The Carter Administration also canceled the B-1 bomber, and has delayed for years the initial operating capability of the MX missile, the Trident submarine, and the cruise missile. The Carter Administration centered its foreign policy on the SALT II Treaty which was based on the doctrine of Massive Mutual Assured Destruction of population, not weapons.
Meanwhile, the U.S.S.R. has always designed its weapons to be powerful enough to destroy U.S. military targets, especially to wipe out our Minuteman missiles in their hardened concrete silos. At a fantastic cost they have now achieved their goal.
Defense Secretary Brown’s announcement last month about this new Soviet capability made front page news, but it was any surprise. The Soviets adopted their strategy more than a decade ago, and ever since have been building the weapons to fit their strategy.
The Carter Administration has seen it coming for four years, and didn’t do anything about it until the Republicans Party Platform, adopted in Detroit in July, endorsed a “clear capability to destroy Soviet military targets,” and also criticized the mutual assured destruction doctrine.
Secretary Brown’s announcement about a new U.S. stealth bomber is another transparent campaign ploy. Lt. Gen. Kelly Burke, Air Force research chief, said it is “premature” to say that a stealth bomber can be built even by 1987. Other experts believe it will take eight to ten years to get a stealth bomber in service.
For 20 years the unilateral disarmament clique has been preaching the nonsense that nuclear war is “unthinkable” because it is so horrible and total. The defect in that rationale is that the Russians have been thinking about nuclear war all these years and have both devised a strategy and built the weapons to win a nuclear war.

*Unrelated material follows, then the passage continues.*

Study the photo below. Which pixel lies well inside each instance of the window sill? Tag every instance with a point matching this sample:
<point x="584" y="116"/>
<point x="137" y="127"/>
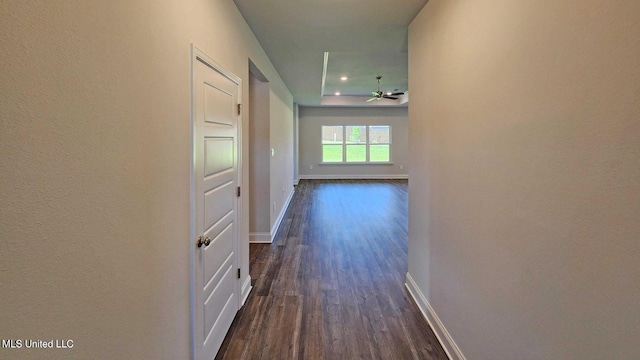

History does not provide any examples of nations which deterred or avoided or repelled aggression by pretending that war was unthinkable. On the contrary, history provides many lessons of nations which were thinking about war when their victims kept thinking about peace until it was too late.
The only good thing about Presidential Directive 59 is that it may force us to think about the unthinkable in time to elect a new team pledged to build the weapons to go with the strategy. In war as in poker, an empty bluff is a dangerous game.